El escritor francés Boris Vian, a pesar de haber disfrutado de una breve existencia, consiguió escribir una gran cantidad de libros. Además de otras aficiones como la música (que tan patente está en algunas de sus obras), la poesía o el teatro, la narrativa le encumbraría como uno de los autores más genuinos y originales del siglo XX. En sus novelas se respira un aire fresco, a veces naif y muy poético. Y, sobre todo, aligerado con un poso de fantasía que contrasta con cierta soterrada crueldad que suele emanar de la amargura del mundo cotidinao. En ese juego, entre el dolor de la vida y la magia sublimada del amor y lo íntimo, oscilan algunas de sus obras. Sus más celebradas novelas son La hierba roja, La espuma de los días u Otoño en Pekín, títulos que a menudo nada tienen que ver con sus argumentos, lo que ya anuncia la intención lúdica de la escritura de Vian. Pero de la novela que quiero hablar es de El arrancarorazones. Una historia tierna y despiadada, loca y sensible, realista y surrealista, fantástica y prosaica. Es el relato de Jacquemort, un psicoanalista que llega a una casa, casi por casualidad (o al menos sin causalidad aparente) en el momento en el que Clémentine está dando a luz a tres niños. Desde ese momento Jacquemort, un ser que está vacío por dentro, se quedará a vivir en la casa y pasarán los días, los meses y los años ocupando un lugar al que parecía haber estado destinado. Las acciones, como también los protagonistas de El arrancacorazones, se suceden sin lógica, como si el único impulso que alienta la vida (¿la realidad?) fuese el ímpetu de lo absurdo. Los peculiares personajes que componen esta fábula, de hecho, danzan sin sentido y componen un mural delirante y ligero. Son personajes sin profundidad, construidos por aire y fantasía, de perfiles triviales y superficiales. La vida que arrastran, cargada de miedos y costumbres, también está punteada por lo insólito y lo impredecible. Jacquemort busca en vano a quién psicoanalizar, pero solo consigue relaciones sexuales banales. El cura del pueblo lucha contra el demonio. Los trillizos crecen y su madre, aquejada de temores incontrolables, los mantiene encerrados sin saber que, por su cuenta, han aprendido, literalmente, a volar.

Hay aquí un relato que sirve de crítica a las teorías freudianas del psicoanálisis, a los dogmatismos de la religión, a las atávicas costumbres de los pueblos, a la obtusa educación, al maltrato animal y hacia los niños, y al Existencialismo.

Cuando se termina la lectura de este ligero divertimento a uno le asalta la idea de que nada de inocente había en la historia de este Jacquemort que llega, como el agrimensor kafkiano, a un lugar indescifrable.

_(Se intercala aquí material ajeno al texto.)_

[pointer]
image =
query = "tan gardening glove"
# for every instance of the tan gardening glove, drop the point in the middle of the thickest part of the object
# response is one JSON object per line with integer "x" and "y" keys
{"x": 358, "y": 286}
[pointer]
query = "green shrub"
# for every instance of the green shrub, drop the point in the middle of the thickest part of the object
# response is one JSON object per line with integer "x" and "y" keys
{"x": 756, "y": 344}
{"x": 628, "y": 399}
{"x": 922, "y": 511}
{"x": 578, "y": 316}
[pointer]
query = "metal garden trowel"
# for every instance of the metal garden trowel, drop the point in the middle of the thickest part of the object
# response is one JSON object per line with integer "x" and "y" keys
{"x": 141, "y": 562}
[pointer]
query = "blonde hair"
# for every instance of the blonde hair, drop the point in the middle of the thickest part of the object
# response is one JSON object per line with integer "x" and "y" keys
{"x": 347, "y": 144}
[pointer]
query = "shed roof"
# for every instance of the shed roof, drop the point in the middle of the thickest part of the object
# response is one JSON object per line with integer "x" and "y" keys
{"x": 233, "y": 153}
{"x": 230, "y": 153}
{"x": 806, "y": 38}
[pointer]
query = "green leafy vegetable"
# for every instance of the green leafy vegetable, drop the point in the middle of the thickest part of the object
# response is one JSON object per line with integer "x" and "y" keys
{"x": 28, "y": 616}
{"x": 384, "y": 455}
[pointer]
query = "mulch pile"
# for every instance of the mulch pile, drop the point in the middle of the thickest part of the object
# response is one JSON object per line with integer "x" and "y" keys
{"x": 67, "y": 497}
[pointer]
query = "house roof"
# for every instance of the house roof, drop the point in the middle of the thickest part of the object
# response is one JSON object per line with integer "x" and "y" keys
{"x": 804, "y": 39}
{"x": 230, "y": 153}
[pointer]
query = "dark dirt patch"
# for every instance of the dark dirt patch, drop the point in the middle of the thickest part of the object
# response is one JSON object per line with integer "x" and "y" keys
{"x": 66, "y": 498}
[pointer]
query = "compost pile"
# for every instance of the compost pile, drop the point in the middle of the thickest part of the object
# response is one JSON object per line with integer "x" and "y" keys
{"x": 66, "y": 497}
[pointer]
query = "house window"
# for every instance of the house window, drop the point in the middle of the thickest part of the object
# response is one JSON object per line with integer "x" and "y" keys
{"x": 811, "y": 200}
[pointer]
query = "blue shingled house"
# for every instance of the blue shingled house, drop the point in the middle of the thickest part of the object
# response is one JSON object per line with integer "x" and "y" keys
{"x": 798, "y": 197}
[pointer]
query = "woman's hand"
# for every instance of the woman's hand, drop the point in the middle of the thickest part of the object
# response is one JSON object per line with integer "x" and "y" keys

Porque en el éter de esta historia se extiende de forma metafórica una sustancia pegajosa con forma de tiempo detenido, ilógico (los meses acaban por mezclarse al final) y circular que parece recorrer su escritura y atraparnos en ella. Como le sucede a nuestro personaje que, sin haberlo previsto, acabará sus días encerrado en el bucle del pueblo y sus costumbres.

A través del absurdo, Vian construye una potente imagen de la vida y nos demuestra que la fantasía y lo impredecible pueden resultar las únicas herramientas válidas para darle sentido a la realidad.